Fleck honored by new contract (1:39)

P.J. Fleck explains his decision to remain the head coach at the University of Minnesota through the 2026 season with a new seven-year contract. (1:39)

The 2019 college football season provided another reminder that coaching stocks are more volatile than ever.

Florida State's Willie Taggart and Arkansas' Chad Morris both lost their jobs after 21 and 22 games, respectively. Appalachian State's Eliah Drinkwitz, meanwhile, needed only 13 games as an FBS head coach to land an SEC job, increasing his salary from $750,000 to $4 million practically overnight by moving to Missouri.

In January, Jeff Hafley came to Ohio State as the team's "other" defensive coordinator, a fairly unknown NFL assistant. A week ago, he was introduced as Boston College's head coach.

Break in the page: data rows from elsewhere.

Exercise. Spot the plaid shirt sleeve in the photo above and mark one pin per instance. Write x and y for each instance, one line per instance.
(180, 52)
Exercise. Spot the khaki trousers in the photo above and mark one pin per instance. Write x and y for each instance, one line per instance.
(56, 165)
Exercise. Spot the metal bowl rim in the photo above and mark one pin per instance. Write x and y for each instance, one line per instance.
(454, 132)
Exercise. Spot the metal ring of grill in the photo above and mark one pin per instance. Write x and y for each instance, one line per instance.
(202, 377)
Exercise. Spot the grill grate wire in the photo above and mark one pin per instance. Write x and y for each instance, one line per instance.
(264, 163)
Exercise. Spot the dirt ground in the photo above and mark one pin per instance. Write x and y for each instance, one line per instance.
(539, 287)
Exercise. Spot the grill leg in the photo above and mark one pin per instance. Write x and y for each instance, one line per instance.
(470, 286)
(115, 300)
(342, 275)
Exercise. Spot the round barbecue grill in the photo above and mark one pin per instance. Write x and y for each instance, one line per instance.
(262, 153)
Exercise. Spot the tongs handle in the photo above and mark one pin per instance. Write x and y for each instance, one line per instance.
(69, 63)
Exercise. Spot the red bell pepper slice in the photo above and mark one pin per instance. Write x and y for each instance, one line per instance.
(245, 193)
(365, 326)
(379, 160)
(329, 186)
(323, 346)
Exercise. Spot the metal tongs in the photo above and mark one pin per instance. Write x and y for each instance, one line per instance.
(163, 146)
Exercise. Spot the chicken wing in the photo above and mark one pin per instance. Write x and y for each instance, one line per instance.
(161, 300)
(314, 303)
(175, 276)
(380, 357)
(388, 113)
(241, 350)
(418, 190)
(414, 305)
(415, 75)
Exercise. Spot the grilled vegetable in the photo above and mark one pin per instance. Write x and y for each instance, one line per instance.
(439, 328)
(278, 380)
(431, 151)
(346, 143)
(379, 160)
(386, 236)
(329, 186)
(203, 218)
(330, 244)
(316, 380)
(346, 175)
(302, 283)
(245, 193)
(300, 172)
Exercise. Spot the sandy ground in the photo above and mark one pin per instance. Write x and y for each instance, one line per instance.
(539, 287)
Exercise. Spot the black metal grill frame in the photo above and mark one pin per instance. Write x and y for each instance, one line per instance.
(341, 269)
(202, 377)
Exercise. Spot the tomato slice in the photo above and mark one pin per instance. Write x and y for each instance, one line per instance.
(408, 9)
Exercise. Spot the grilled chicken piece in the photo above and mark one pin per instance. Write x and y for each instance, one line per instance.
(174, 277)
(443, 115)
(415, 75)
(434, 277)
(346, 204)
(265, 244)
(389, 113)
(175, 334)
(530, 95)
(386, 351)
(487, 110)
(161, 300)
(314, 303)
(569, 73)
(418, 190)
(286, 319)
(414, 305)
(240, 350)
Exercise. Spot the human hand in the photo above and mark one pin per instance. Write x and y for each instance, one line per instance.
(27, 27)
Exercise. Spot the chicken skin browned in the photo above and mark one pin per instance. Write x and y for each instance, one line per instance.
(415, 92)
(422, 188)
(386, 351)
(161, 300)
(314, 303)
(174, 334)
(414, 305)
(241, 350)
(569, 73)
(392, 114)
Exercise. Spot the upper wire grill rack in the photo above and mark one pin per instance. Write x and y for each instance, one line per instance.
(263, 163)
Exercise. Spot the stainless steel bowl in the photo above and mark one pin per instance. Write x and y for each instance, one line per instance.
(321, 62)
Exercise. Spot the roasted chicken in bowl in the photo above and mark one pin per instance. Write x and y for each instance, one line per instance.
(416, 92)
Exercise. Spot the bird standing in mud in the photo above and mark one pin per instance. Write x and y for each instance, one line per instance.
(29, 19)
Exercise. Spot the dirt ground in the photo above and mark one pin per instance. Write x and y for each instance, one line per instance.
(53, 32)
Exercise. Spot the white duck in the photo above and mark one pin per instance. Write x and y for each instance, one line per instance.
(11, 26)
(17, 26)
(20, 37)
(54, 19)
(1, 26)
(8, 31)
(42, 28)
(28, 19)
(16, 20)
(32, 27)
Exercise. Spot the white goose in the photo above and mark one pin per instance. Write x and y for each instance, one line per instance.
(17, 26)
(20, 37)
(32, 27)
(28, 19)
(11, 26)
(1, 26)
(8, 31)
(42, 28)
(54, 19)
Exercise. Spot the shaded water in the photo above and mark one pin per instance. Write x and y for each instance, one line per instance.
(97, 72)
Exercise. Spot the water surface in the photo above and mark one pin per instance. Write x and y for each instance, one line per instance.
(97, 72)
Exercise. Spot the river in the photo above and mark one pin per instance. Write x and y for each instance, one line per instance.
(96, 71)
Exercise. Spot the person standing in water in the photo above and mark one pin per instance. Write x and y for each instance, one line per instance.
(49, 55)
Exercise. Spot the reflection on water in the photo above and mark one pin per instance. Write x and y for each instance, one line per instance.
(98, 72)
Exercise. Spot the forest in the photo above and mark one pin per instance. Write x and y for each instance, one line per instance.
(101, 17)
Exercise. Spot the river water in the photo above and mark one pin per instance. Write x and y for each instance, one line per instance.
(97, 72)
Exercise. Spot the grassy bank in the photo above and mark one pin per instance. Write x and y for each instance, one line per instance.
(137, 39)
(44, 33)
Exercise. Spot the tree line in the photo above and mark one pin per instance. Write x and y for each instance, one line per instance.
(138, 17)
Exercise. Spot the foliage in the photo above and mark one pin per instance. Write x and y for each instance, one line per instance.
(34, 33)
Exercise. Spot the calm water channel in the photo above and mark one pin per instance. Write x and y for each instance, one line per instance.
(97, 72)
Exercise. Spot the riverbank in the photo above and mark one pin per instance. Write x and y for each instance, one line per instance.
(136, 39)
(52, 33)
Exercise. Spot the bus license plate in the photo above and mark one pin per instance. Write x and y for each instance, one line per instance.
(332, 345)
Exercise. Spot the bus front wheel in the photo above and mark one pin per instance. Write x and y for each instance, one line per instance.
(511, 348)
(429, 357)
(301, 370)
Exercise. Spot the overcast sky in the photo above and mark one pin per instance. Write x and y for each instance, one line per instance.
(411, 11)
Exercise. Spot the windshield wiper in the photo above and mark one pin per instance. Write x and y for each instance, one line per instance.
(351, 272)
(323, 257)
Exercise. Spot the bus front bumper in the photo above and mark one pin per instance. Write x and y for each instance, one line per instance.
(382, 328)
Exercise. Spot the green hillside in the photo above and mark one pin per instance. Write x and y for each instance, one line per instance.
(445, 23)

Things change quickly in the coaching world, so before they change again, here's a look at the coaches who raised their stock the most this season. I limited the group to coaches and coordinators who aren't yet leading Tier 1 programs, so while Ohio State's Ryan Day and LSU's Ed Orgeron undoubtedly boosted their stocks -- as did new Florida State coach Mike Norvell -- they're already in destination jobs.

Power 5 head coaches

Matt Rhule, Baylor: There's a reason NFL teams interviewed Rhule for vacancies the past two winters, even though he went 1-11 two years ago at Baylor and entered this season with a 36-40 overall record as an FBS coach. Rhule is well-regarded in the industry but validated those beliefs this season by guiding Baylor, barely three years removed from a major scandal, to 11 wins and the Big 12 championship game. Rhule, 44, now has reached 10 wins or more three times in the past five years (two at Temple, one at Baylor). In September, he received a contract extension through the 2027 season. He likely will have NFL opportunities again, and will be on the short list for major college openings in what should be a more active 2020 cycle.